After reading this post, it occurs to me that a Westercon at John Ascuaga's Nugget could do worse than to use a steampunk-style mascot named "Sparks Nevada."
The real challenge with a Westercon in the Reno area is that I have yet to find a hotel that is right-sized the way the Sacramento Hilton is. Although I've heard some (sometimes justified) complaints and lukewarm reviews of Westercon 66, overall I think the fact that we "owned the hotel" and had slightly too little room meant that the social aspect of the convention was much better than facilities that have dozens of rooms, thereby allowing Programming to Never Say No, resulting in 27 program tracks, each of which has five people on a head table and two in the audience.
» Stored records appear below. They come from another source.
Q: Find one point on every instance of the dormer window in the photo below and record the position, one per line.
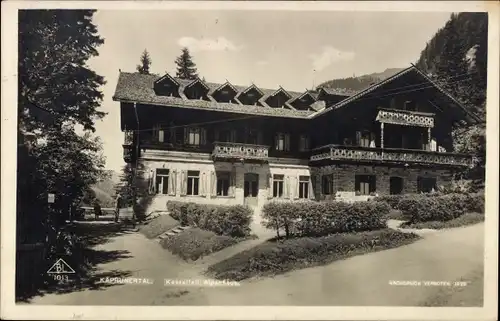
(225, 93)
(167, 86)
(303, 102)
(251, 96)
(278, 98)
(197, 89)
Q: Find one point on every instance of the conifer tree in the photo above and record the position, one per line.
(186, 68)
(145, 65)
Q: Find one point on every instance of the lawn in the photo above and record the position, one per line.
(195, 243)
(280, 256)
(158, 226)
(463, 220)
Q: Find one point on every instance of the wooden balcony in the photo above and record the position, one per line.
(405, 118)
(389, 155)
(128, 147)
(240, 152)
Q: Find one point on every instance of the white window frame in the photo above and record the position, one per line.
(161, 180)
(193, 178)
(278, 181)
(303, 187)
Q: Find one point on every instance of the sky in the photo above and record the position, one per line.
(292, 49)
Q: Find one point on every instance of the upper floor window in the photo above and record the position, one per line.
(194, 136)
(159, 133)
(303, 143)
(278, 185)
(327, 184)
(161, 181)
(223, 183)
(303, 186)
(365, 139)
(410, 105)
(193, 180)
(282, 142)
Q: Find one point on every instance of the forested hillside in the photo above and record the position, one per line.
(456, 57)
(361, 82)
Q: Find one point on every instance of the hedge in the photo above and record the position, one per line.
(196, 243)
(440, 208)
(323, 218)
(472, 202)
(272, 258)
(230, 220)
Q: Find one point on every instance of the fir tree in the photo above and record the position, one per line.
(186, 68)
(145, 65)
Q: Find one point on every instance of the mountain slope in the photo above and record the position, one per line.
(360, 82)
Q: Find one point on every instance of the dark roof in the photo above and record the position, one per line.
(136, 87)
(139, 88)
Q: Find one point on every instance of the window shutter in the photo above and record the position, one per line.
(172, 133)
(203, 180)
(312, 184)
(172, 182)
(213, 184)
(358, 138)
(183, 182)
(232, 179)
(269, 186)
(203, 136)
(287, 142)
(186, 135)
(286, 187)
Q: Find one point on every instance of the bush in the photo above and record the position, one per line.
(196, 243)
(323, 218)
(439, 208)
(464, 220)
(231, 220)
(158, 226)
(271, 258)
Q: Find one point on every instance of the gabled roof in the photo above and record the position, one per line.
(167, 76)
(195, 81)
(375, 86)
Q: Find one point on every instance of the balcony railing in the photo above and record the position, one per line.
(389, 155)
(405, 118)
(240, 151)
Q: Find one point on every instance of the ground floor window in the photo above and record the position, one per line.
(426, 184)
(223, 183)
(161, 180)
(278, 185)
(365, 184)
(395, 185)
(327, 184)
(193, 187)
(303, 186)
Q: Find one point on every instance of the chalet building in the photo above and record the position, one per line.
(226, 144)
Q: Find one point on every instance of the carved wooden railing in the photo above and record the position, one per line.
(240, 151)
(405, 118)
(390, 155)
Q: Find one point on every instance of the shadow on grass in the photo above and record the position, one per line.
(83, 260)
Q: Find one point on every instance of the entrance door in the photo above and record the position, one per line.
(395, 185)
(251, 188)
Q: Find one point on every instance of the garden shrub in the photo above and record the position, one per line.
(439, 208)
(232, 220)
(195, 243)
(271, 258)
(323, 218)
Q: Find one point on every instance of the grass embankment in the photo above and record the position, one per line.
(276, 257)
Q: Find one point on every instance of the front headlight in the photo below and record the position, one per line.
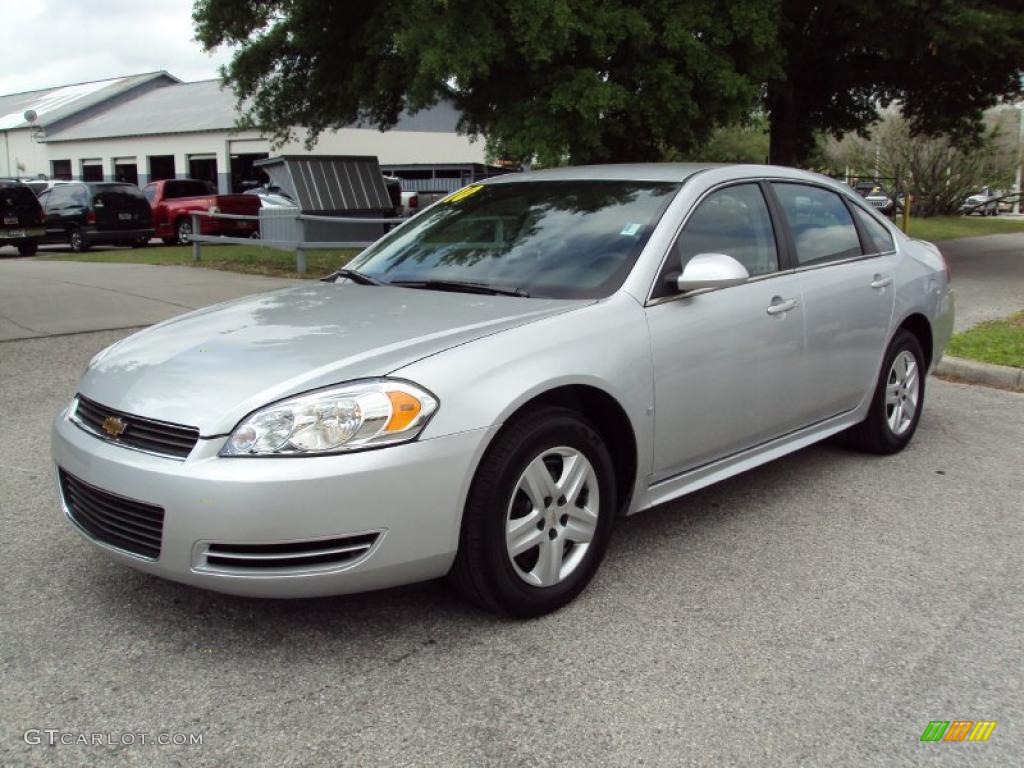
(347, 417)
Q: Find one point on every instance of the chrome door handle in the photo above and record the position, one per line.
(881, 282)
(781, 307)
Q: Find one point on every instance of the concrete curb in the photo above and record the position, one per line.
(1001, 377)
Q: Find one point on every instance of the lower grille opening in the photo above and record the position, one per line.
(322, 552)
(132, 525)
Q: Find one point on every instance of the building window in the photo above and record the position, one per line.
(244, 175)
(126, 170)
(161, 167)
(60, 169)
(92, 170)
(204, 167)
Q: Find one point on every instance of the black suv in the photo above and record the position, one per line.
(20, 217)
(85, 213)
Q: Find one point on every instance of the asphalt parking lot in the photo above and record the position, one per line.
(818, 610)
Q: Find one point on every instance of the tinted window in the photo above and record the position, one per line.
(821, 225)
(59, 197)
(124, 189)
(879, 239)
(79, 195)
(184, 188)
(733, 221)
(548, 239)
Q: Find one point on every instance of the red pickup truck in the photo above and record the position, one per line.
(173, 202)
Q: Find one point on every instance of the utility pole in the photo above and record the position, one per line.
(1020, 156)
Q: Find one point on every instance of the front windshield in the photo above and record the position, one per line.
(542, 239)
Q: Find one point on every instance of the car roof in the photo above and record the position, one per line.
(675, 172)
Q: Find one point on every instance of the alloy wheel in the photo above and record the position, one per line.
(902, 392)
(552, 516)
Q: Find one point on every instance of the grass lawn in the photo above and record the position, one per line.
(250, 259)
(1000, 342)
(951, 227)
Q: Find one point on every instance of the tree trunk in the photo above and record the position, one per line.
(788, 140)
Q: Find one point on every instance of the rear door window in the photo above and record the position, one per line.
(821, 225)
(879, 239)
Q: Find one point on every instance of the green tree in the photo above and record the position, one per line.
(938, 170)
(556, 80)
(944, 60)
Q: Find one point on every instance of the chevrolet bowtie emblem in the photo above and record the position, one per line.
(114, 426)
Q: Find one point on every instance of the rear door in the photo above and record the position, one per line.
(120, 207)
(57, 203)
(845, 260)
(726, 361)
(18, 208)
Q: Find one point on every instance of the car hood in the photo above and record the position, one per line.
(210, 368)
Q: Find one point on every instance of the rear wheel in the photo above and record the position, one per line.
(539, 515)
(77, 241)
(183, 231)
(898, 398)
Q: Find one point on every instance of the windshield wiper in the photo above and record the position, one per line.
(363, 280)
(455, 285)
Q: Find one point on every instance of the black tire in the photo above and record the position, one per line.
(875, 435)
(182, 231)
(483, 571)
(77, 241)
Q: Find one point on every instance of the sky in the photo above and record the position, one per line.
(58, 42)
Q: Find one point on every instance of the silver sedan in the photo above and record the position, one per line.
(484, 390)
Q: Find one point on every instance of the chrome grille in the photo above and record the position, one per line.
(289, 555)
(159, 437)
(134, 526)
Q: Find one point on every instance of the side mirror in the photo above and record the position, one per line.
(710, 270)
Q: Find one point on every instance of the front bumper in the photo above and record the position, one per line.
(22, 232)
(412, 495)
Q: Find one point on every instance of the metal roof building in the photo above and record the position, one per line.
(152, 126)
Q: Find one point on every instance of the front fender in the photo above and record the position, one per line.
(482, 383)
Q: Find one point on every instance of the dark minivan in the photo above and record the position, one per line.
(20, 217)
(83, 214)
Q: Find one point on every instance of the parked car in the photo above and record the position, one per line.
(483, 391)
(87, 213)
(20, 217)
(984, 203)
(271, 197)
(406, 202)
(174, 201)
(876, 197)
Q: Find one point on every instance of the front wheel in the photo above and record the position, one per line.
(183, 231)
(539, 515)
(898, 398)
(77, 241)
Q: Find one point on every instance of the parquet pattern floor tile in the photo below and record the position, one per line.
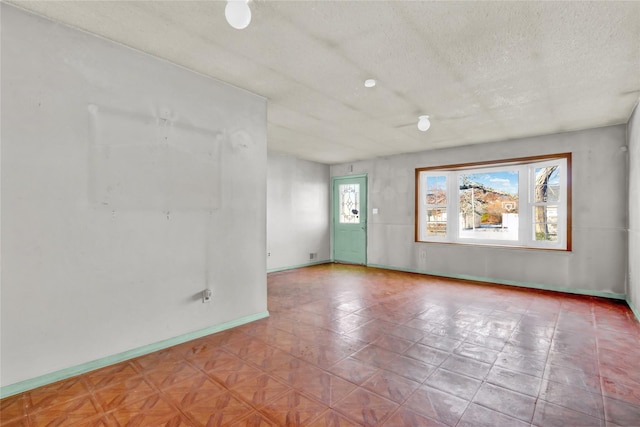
(357, 346)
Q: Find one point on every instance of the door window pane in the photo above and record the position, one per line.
(349, 199)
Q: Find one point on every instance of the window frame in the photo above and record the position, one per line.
(526, 202)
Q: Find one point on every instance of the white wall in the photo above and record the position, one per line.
(633, 136)
(297, 212)
(128, 186)
(598, 261)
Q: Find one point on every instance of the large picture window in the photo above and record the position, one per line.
(523, 202)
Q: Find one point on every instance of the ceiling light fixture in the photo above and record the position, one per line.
(423, 123)
(238, 13)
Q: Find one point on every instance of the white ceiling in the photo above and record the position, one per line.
(483, 71)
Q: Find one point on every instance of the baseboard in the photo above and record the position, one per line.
(32, 383)
(602, 294)
(293, 267)
(633, 308)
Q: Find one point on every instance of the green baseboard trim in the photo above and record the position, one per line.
(633, 308)
(293, 267)
(587, 292)
(32, 383)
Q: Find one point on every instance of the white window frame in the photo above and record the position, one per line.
(526, 202)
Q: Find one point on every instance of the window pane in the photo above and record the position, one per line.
(546, 223)
(547, 187)
(437, 222)
(436, 190)
(488, 204)
(349, 199)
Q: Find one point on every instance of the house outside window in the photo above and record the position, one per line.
(522, 202)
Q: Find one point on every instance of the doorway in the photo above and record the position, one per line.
(349, 204)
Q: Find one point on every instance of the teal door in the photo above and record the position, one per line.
(350, 219)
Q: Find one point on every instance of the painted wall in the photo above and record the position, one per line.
(599, 259)
(297, 212)
(129, 185)
(633, 136)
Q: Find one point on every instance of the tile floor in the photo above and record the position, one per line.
(350, 346)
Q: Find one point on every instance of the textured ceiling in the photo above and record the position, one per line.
(483, 71)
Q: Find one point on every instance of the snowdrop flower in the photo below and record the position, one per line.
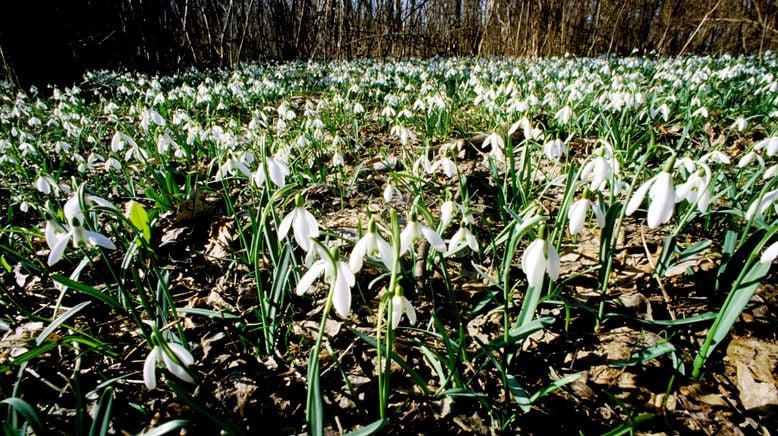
(303, 223)
(447, 210)
(529, 131)
(600, 168)
(463, 237)
(414, 231)
(497, 144)
(149, 116)
(770, 172)
(112, 165)
(119, 140)
(422, 165)
(715, 156)
(760, 206)
(405, 134)
(337, 159)
(164, 142)
(278, 172)
(232, 167)
(661, 191)
(540, 257)
(58, 235)
(740, 124)
(44, 184)
(577, 214)
(390, 191)
(400, 306)
(701, 112)
(748, 158)
(371, 244)
(770, 253)
(339, 276)
(177, 367)
(446, 165)
(554, 149)
(663, 110)
(564, 115)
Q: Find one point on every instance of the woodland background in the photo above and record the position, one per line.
(56, 41)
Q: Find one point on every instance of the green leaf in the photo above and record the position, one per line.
(369, 429)
(140, 219)
(556, 384)
(645, 355)
(56, 323)
(92, 292)
(519, 394)
(102, 421)
(629, 426)
(27, 411)
(166, 428)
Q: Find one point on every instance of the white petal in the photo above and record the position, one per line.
(598, 214)
(387, 253)
(397, 310)
(533, 262)
(341, 297)
(409, 233)
(176, 369)
(278, 172)
(662, 200)
(310, 276)
(409, 311)
(446, 213)
(181, 353)
(358, 254)
(552, 262)
(72, 210)
(286, 224)
(150, 368)
(433, 238)
(577, 215)
(58, 250)
(770, 253)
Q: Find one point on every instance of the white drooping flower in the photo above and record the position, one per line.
(400, 306)
(58, 235)
(577, 214)
(414, 231)
(540, 257)
(554, 149)
(661, 191)
(338, 275)
(446, 165)
(770, 253)
(277, 170)
(564, 115)
(748, 158)
(44, 185)
(601, 168)
(497, 144)
(372, 244)
(303, 223)
(696, 188)
(177, 366)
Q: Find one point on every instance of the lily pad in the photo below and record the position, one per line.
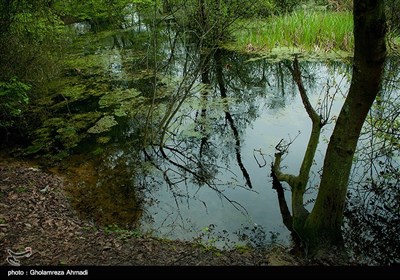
(103, 125)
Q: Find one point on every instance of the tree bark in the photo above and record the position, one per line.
(322, 229)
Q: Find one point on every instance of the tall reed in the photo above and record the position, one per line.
(307, 30)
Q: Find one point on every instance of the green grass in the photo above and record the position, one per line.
(315, 31)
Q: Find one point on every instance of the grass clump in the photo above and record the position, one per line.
(312, 31)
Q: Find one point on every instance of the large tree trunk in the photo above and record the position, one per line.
(322, 229)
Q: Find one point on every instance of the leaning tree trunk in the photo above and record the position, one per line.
(322, 229)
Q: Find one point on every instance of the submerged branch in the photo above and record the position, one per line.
(284, 209)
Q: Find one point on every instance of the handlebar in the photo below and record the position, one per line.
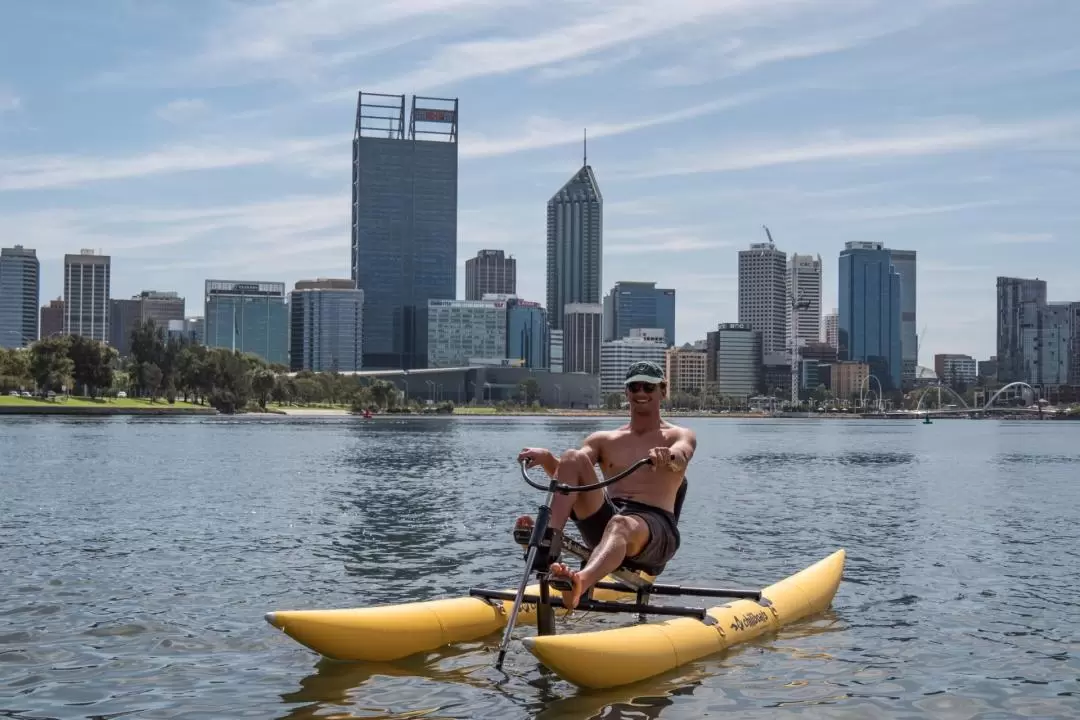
(562, 487)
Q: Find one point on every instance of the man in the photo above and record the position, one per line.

(It is possible that if WC66 had had 50-in-60-minute panels (instead of 60-in-75), they could have put in a few more slots; however, there still would have been a lot of saying No. I like those fifteen-minute breaks myself, and I was impressed at how many panels really did stick to 60 minutes instead of trying to use 80, the way so many 50-in-60s try to make 70-minute panels and don't get out of the way at 50 minutes.)
The Reno/Sparks-area hotels I've reviewed so far (I can't go into a hotel without sizing it up for conventions) are all too large. We could make something happen in them, but the 800 people we expect for a Westercon could easily vanish like a drop of ink in a barrel of water at most facilities. The reason Westercon 66 worked as well as it did was that nearly everyone in the building was One of Us. That doesn't work when there are thousands of other people there while your 800 people are struggling to find each other.